Como diferencias entre la crisis causada por la pandemia con otras anteriores, que han permitido una mayor estabilidad, García ha apuntado hacia dos principales. “Tenemos una inflación más contenida que el resto de los países europeos, que eso no solía pasar, y que el mercado laboral no se ha deteriorado tanto como en situaciones anteriores”, ha explicado.

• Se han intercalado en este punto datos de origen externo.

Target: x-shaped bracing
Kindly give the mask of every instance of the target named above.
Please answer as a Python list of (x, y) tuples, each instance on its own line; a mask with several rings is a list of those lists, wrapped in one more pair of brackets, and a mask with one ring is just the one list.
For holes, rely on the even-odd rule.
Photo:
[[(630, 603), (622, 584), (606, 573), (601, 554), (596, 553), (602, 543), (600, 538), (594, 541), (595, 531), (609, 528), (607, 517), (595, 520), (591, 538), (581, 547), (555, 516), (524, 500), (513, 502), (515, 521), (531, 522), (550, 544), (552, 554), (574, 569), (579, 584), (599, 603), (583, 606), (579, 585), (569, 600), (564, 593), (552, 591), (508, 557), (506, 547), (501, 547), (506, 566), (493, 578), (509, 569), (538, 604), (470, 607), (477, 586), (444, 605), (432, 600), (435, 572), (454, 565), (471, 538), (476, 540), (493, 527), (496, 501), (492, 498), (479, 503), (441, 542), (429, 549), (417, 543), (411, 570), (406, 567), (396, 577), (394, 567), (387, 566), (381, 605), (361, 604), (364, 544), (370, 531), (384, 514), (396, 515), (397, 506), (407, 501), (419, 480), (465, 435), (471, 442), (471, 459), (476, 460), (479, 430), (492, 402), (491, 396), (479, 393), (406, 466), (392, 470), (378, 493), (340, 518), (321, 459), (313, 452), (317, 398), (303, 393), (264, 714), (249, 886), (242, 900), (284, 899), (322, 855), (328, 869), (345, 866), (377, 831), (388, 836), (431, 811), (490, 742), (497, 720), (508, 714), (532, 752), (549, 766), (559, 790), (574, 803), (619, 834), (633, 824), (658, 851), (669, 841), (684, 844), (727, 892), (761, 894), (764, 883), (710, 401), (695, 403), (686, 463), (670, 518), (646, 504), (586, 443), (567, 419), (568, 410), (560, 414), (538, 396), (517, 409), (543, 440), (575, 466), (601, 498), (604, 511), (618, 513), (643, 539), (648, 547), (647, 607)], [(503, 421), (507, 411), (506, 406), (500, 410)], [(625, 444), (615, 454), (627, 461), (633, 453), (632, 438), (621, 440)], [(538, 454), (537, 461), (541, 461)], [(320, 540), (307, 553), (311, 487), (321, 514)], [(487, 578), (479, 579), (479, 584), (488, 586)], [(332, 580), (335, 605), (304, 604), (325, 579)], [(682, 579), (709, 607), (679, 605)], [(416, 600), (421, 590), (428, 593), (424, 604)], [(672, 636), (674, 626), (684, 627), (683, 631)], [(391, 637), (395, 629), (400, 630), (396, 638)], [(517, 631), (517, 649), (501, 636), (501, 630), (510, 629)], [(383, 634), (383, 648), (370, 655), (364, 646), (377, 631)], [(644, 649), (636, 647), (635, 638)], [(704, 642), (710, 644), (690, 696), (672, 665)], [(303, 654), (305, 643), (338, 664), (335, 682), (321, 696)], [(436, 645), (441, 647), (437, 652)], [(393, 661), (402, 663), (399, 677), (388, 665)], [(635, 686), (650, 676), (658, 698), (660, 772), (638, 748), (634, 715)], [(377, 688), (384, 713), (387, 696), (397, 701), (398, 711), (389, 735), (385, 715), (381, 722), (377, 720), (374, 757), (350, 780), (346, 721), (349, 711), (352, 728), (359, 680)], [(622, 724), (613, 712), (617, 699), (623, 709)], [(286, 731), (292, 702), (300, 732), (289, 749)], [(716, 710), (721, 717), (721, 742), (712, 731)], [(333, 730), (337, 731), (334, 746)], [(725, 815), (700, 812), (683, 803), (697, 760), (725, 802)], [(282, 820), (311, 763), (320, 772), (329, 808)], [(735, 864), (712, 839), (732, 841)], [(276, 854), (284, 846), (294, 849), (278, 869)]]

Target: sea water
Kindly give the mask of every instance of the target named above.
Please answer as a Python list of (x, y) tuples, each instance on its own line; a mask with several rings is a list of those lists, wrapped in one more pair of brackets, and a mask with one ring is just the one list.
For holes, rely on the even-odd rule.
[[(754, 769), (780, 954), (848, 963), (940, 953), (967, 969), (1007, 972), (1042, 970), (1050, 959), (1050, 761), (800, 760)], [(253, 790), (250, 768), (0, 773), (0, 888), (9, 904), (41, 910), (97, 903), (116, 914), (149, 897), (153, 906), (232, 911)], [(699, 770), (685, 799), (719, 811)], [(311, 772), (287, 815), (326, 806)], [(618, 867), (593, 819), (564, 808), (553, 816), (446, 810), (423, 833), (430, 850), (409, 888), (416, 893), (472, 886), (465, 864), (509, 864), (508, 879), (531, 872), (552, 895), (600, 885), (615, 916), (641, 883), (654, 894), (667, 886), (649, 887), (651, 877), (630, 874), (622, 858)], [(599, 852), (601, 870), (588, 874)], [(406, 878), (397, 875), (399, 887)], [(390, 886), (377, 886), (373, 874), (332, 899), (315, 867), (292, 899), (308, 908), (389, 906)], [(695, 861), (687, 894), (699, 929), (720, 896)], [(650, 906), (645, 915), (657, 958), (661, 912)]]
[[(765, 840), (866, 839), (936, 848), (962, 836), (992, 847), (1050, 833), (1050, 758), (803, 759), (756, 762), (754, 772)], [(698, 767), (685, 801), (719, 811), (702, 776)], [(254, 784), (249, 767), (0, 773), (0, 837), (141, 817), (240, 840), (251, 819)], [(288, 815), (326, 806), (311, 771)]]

EL MERCADO LABORAL NECESITA QUE SUBA EL NÚMERO DE OCUPADOS

Un mercado laboral que, según el informe, en el final de 2022 desaceleró el ritmo de crecimiento en el empleo, incluso con descensos de la población ocupada y la población activa. Como medida principal, García apuntaba a una necesidad de que “crezca el número de ocupados”. “Hay una tasa de paro que decrece, pero no porque crece la ocupación sino porque la población activa cada vez es menor, eso no es bueno”, ha indicado.

Además, García ha apuntado hacia una falta de formación para trabajos específicos, que repercutiría en este número de ocupados. “Hasta las actividades menos complejas, son muy complejas. Las empresas nos dicen que cada vez tienen problemas para encontrar gente para trabajar. Hay un remanente de población parada que no está bien formada para las ocupaciones que se demandan. Tampoco es fácil, una persona que ya tiene unas capacidades y un trabajo, el cambiar a otro, no es automático”, ha explicado.